Levels of monoamines and their metabolites were determined in the cortex, hippocampus, and striatum of rats killed by microwave irradiation. Moclobemide (20 mg/kg, p.o.) and clorgyline (10 mg/kg, p.o.), type A monoamine oxidase (MAO-A) inhibitors, increased the levels of normetanephrine (NM) and 3-methoxytyramine (3MT) and decreased those of 3,4-dihydroxyphenylacetic acid (DOPAC), homovanillic acid (HVA), and 5-hydroxyindoleacetic acid (5HIAA) in almost all three regions. Deprenyl (10 mg/kg, p.o.), a type B monoamine oxidase inhibitor, however, little affected monoamine and metabolite levels in all regions.
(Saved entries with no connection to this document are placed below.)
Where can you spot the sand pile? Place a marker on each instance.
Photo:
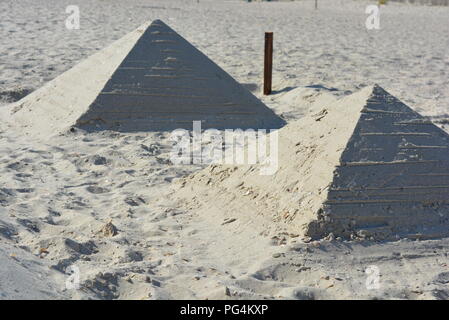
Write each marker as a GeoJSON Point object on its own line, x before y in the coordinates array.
{"type": "Point", "coordinates": [150, 80]}
{"type": "Point", "coordinates": [366, 166]}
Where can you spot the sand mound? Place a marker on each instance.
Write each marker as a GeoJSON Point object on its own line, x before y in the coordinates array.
{"type": "Point", "coordinates": [150, 80]}
{"type": "Point", "coordinates": [365, 166]}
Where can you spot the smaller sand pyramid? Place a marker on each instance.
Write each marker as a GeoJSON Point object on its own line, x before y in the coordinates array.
{"type": "Point", "coordinates": [150, 80]}
{"type": "Point", "coordinates": [367, 166]}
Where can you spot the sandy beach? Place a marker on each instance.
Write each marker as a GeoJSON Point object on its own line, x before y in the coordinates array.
{"type": "Point", "coordinates": [111, 206]}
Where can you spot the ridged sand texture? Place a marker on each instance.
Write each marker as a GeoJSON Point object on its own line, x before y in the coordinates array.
{"type": "Point", "coordinates": [365, 166]}
{"type": "Point", "coordinates": [150, 80]}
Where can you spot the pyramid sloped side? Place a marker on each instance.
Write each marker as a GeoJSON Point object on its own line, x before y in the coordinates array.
{"type": "Point", "coordinates": [394, 174]}
{"type": "Point", "coordinates": [56, 106]}
{"type": "Point", "coordinates": [165, 83]}
{"type": "Point", "coordinates": [288, 200]}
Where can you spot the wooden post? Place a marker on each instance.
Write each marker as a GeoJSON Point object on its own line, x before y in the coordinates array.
{"type": "Point", "coordinates": [268, 65]}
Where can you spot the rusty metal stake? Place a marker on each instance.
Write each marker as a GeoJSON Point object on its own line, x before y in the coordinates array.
{"type": "Point", "coordinates": [268, 65]}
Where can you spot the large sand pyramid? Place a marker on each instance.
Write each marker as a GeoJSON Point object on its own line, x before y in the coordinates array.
{"type": "Point", "coordinates": [150, 80]}
{"type": "Point", "coordinates": [366, 166]}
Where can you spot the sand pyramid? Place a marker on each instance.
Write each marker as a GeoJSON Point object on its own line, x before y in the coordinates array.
{"type": "Point", "coordinates": [150, 80]}
{"type": "Point", "coordinates": [366, 166]}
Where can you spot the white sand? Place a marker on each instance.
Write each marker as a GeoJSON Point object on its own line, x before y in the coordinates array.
{"type": "Point", "coordinates": [57, 194]}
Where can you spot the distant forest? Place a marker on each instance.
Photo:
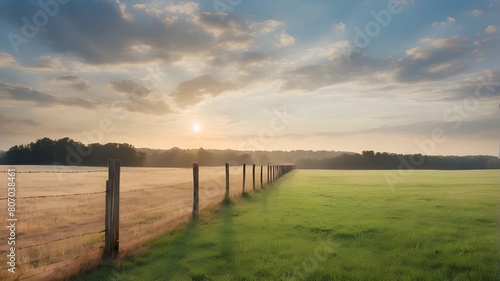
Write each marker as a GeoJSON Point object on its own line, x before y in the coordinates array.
{"type": "Point", "coordinates": [66, 151]}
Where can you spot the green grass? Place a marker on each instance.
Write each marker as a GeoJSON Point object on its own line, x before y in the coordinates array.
{"type": "Point", "coordinates": [337, 225]}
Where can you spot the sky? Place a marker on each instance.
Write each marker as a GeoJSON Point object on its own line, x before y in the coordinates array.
{"type": "Point", "coordinates": [407, 76]}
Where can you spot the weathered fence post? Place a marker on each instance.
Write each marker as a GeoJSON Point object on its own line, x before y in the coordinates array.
{"type": "Point", "coordinates": [261, 182]}
{"type": "Point", "coordinates": [253, 177]}
{"type": "Point", "coordinates": [227, 179]}
{"type": "Point", "coordinates": [112, 215]}
{"type": "Point", "coordinates": [267, 173]}
{"type": "Point", "coordinates": [107, 221]}
{"type": "Point", "coordinates": [244, 177]}
{"type": "Point", "coordinates": [196, 194]}
{"type": "Point", "coordinates": [116, 206]}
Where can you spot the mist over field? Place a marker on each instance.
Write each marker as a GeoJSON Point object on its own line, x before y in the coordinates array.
{"type": "Point", "coordinates": [249, 140]}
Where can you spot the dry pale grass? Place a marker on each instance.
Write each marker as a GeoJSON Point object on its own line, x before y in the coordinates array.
{"type": "Point", "coordinates": [60, 212]}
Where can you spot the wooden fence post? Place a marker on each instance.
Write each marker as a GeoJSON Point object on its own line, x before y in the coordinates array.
{"type": "Point", "coordinates": [107, 221]}
{"type": "Point", "coordinates": [261, 182]}
{"type": "Point", "coordinates": [268, 171]}
{"type": "Point", "coordinates": [227, 179]}
{"type": "Point", "coordinates": [116, 207]}
{"type": "Point", "coordinates": [112, 215]}
{"type": "Point", "coordinates": [196, 194]}
{"type": "Point", "coordinates": [244, 177]}
{"type": "Point", "coordinates": [253, 177]}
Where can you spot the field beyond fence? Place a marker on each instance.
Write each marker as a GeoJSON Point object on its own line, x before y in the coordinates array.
{"type": "Point", "coordinates": [337, 225]}
{"type": "Point", "coordinates": [61, 211]}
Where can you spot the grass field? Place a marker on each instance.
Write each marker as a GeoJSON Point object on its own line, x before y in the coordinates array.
{"type": "Point", "coordinates": [337, 225]}
{"type": "Point", "coordinates": [60, 212]}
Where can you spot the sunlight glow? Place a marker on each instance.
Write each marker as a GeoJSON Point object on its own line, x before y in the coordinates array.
{"type": "Point", "coordinates": [196, 128]}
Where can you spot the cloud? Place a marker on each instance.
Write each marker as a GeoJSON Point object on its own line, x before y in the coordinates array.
{"type": "Point", "coordinates": [184, 8]}
{"type": "Point", "coordinates": [110, 34]}
{"type": "Point", "coordinates": [6, 59]}
{"type": "Point", "coordinates": [286, 40]}
{"type": "Point", "coordinates": [474, 86]}
{"type": "Point", "coordinates": [490, 29]}
{"type": "Point", "coordinates": [192, 92]}
{"type": "Point", "coordinates": [449, 20]}
{"type": "Point", "coordinates": [339, 27]}
{"type": "Point", "coordinates": [44, 63]}
{"type": "Point", "coordinates": [138, 98]}
{"type": "Point", "coordinates": [341, 64]}
{"type": "Point", "coordinates": [475, 13]}
{"type": "Point", "coordinates": [434, 59]}
{"type": "Point", "coordinates": [74, 81]}
{"type": "Point", "coordinates": [269, 26]}
{"type": "Point", "coordinates": [16, 92]}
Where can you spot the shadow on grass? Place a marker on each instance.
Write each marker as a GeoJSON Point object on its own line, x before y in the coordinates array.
{"type": "Point", "coordinates": [226, 237]}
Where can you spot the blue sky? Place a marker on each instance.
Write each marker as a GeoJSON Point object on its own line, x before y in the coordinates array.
{"type": "Point", "coordinates": [408, 76]}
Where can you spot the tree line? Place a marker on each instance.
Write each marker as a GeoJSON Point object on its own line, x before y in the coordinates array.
{"type": "Point", "coordinates": [390, 161]}
{"type": "Point", "coordinates": [66, 151]}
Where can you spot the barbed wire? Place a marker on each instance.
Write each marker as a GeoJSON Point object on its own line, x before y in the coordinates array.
{"type": "Point", "coordinates": [60, 239]}
{"type": "Point", "coordinates": [56, 196]}
{"type": "Point", "coordinates": [160, 208]}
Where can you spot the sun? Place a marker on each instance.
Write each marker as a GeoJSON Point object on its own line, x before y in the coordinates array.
{"type": "Point", "coordinates": [196, 128]}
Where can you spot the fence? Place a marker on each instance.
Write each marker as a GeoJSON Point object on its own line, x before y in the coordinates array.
{"type": "Point", "coordinates": [60, 233]}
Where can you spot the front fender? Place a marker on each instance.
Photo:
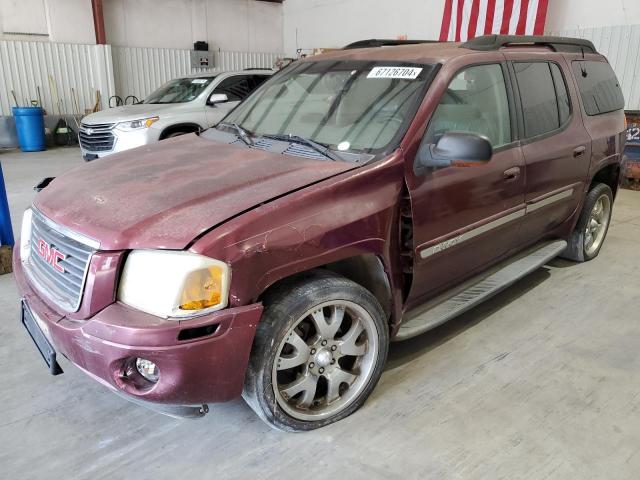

The maximum effects of RS-8359 (10 mg/kg, p.o.) were obtained at 2 to 6 hr after administration, when the levels of norepinephrine (NE), NM, 3MT, and serotonin (5HT) in all regions and dopamine (DA) in the striatum increased, while DOPAC and HVA levels decreased. The levels of monoamines and metabolites had returned to normal by 20 hr after administration. Dose-dependency of the effects of RS-8359 on monoamine metabolites was observed at doses up to 30 mg/kg (p.o.) at 1 and 6 hr after administration. In conclusion, NE, DA, and 5HT are exclusively or preferentially deaminated by MAO-A in the cortex, hippocampus, and striatum of rats, and RS-8359 exhibits a reversible MAO-A inhibitory action in all three regions tested in vivo.